Description: Generalized triangle inequality: the absolute value of a finite sum is less than or equal to the sum of absolute values. (Contributed by Mario Carneiro, 26-Mar-2014) (Revised by Mario Carneiro, 27-May-2014)

Ref Expression
Hypotheses seqabs.1 
|- ( ph -> N e. ( ZZ>= ` M ) )
seqabs.2 
|- ( ( ph /\ k e. ( M ... N ) ) -> ( F ` k ) e.
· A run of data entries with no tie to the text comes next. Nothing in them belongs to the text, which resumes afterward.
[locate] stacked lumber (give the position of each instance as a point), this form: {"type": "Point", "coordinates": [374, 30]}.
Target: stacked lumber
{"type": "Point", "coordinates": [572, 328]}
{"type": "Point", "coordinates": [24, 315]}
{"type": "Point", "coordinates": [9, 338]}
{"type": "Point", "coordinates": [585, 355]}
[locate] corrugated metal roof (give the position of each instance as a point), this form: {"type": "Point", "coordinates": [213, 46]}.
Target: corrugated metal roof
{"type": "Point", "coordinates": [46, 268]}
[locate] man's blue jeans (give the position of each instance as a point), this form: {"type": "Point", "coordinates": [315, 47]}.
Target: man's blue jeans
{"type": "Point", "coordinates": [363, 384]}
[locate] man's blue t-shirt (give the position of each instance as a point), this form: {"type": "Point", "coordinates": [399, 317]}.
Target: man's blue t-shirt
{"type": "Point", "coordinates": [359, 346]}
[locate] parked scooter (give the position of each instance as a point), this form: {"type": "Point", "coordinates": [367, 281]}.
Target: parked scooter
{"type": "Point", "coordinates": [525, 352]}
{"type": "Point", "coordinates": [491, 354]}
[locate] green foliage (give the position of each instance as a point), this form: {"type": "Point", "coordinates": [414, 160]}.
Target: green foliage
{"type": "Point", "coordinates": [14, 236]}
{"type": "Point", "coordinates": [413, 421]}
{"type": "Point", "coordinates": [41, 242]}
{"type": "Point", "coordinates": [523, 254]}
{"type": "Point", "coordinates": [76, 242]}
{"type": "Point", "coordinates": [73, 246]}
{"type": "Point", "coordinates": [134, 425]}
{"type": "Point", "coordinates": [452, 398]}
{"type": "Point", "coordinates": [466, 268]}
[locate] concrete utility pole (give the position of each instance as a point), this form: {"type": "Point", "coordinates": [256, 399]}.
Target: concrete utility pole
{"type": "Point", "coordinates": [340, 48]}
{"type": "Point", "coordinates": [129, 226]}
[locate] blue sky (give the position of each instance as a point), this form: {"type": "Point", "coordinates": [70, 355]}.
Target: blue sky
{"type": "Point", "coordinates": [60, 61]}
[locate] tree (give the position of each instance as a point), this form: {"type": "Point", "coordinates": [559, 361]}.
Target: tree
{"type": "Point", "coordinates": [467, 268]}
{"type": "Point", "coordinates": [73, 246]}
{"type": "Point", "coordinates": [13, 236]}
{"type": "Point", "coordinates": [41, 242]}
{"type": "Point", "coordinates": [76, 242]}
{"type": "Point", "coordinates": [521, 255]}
CC )
seqabs.3 
|- ( ( ph /\ k e. ( M ... N ) ) -> ( G ` k ) = ( abs ` ( F ` k ) ) )
Assertion seqabs 
|- ( ph -> ( abs ` ( seq M ( + , F ) ` N ) ) <_ ( seq M ( + , G ) ` N ) )

Proof

Step Hyp Ref Expression
1 seqabs.1 
 |-  ( ph -> N e. ( ZZ>= ` M ) )
2 seqabs.2 
 |-  ( ( ph /\ k e. ( M ... N ) ) -> ( F ` k ) e. CC )
3 seqabs.3 
 |-  ( ( ph /\ k e. ( M ... N ) ) -> ( G ` k ) = ( abs ` ( F ` k ) ) )
4 fzfid 
 |-  ( ph -> ( M ... N ) e. Fin )
5 4 2 fsumabs 
 |-  ( ph -> ( abs ` sum_ k e. ( M ... N ) ( F ` k ) ) <_ sum_ k e. ( M ... N ) ( abs ` ( F ` k ) ) )
6 eqidd 
 |-  ( ( ph /\ k e. ( M ... N ) ) -> ( F ` k ) = ( F ` k ) )
7 6 1 2 fsumser 
 |-  ( ph -> sum_ k e. ( M ... N ) ( F ` k ) = ( seq M ( + , F ) ` N ) )
8 7 fveq2d 
 |-  ( ph -> ( abs ` sum_ k e. ( M ... N ) ( F ` k ) ) = ( abs ` ( seq M ( + , F ) ` N ) ) )
9 abscl 
 |-  ( ( F ` k ) e. CC -> ( abs ` ( F ` k ) ) e. RR )
10 9 recnd 
 |-  ( ( F ` k ) e. CC -> ( abs ` ( F ` k ) ) e. CC )
11 2 10 syl 
 |-  ( ( ph /\ k e. ( M ... N ) ) -> ( abs ` ( F ` k ) ) e. CC )
12 3 1 11 fsumser 
 |-  ( ph -> sum_ k e. ( M ... N ) ( abs ` ( F ` k ) ) = ( seq M ( + , G ) ` N ) )
13 5 8 12 3brtr3d 
 |-  ( ph -> ( abs ` ( seq M ( + , F ) ` N ) ) <_ ( seq M ( + , G ) ` N ) )